There is a seemingly endless list of leaders who chose war — Hannibal, Caesar, Napoleon, Hitler — to name a very few. And then there is an extremely short list of leaders who chose a different way — Gandhi, Martin Luther King Jr., and Nelson Mandela among them, leading followers down a very different path. How might our world look with more leaders who think in terms of non-violence, reconciliation, compromise?

I once picked up a book with the enticing title, "A Short History of the World." But all it was was a history of battles — this leader against that leader. This nation against that nation. Who won. Who lost. In all the years covered by that book, there was no change except in the technology of the weapons used. This was a man's book, a man's world. The only women in it were the unfortunate leftovers lumped into the spoils of war.

In just my lifetime, I was born as World War II was raging. In fact, today is the anniversary of the attack on Pearl Harbor. I learned strange terms like "nuclear bombs" and "cold war." And then there was the Korean War, followed by the Vietnam War that came close to enlisting my husband. However, the Vietnam War did enlist one of the foster children I was supervising as a social worker. He was a very reluctant soldier. It took me years to look to see if his name was on the list of dead soldiers on the Vietnam Memorial in D. C. Soon, television made the Iraq War and the War in Afghanistan way too close.

I wanted to believe peace was possible. I joined Interns for Peace when I was living in Israel. The goal was to give Israeli-Arab and Israeli-Jewish schoolchildren the chance to meet, to learn about each other's culture, and to communicate person to person. For 18 months, I lived in an Israeli-Arab village promoting co-existence. But an intifada interrupted and my car was bombed. The road to peace is a very bumpy road.
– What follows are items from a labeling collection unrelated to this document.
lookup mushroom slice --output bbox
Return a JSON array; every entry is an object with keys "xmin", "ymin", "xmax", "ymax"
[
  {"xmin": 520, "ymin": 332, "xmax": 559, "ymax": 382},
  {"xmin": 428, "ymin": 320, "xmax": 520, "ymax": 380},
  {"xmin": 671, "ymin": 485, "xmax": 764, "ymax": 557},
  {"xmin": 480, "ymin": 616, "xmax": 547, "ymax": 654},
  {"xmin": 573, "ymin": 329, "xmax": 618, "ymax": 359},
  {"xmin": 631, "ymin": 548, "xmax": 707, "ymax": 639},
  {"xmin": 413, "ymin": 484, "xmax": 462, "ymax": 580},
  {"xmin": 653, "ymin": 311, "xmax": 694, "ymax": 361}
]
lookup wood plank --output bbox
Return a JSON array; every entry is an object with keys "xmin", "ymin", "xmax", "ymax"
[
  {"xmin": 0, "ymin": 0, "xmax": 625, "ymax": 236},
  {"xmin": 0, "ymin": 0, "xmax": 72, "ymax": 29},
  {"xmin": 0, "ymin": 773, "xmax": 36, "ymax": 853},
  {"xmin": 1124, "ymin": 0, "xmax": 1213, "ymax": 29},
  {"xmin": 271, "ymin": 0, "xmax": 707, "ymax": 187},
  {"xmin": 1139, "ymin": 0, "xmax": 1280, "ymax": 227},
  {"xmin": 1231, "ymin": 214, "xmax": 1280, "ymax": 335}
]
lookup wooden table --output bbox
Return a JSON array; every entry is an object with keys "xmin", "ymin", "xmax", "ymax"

I am in the beginning stages of writing my third book. It will be philosophical science fiction. In it, an alien will take me to visit other planets, one of which will be the Planet of Peace. I am trying to envision such a planet, how and if it would be possible. I don't want to put limitations on who lives there, but I worry about having too much testosterone on the planet that would endanger the peace. Nature is very clear about the need for aggression in natural selection and protecting the species. The short list of truly remarkable men who have achieved great things with reconciliation instead of aggression gives me a tiny kernel of hope that the planet of peace is not just fantasy. But perhaps it will have to be a very small planet.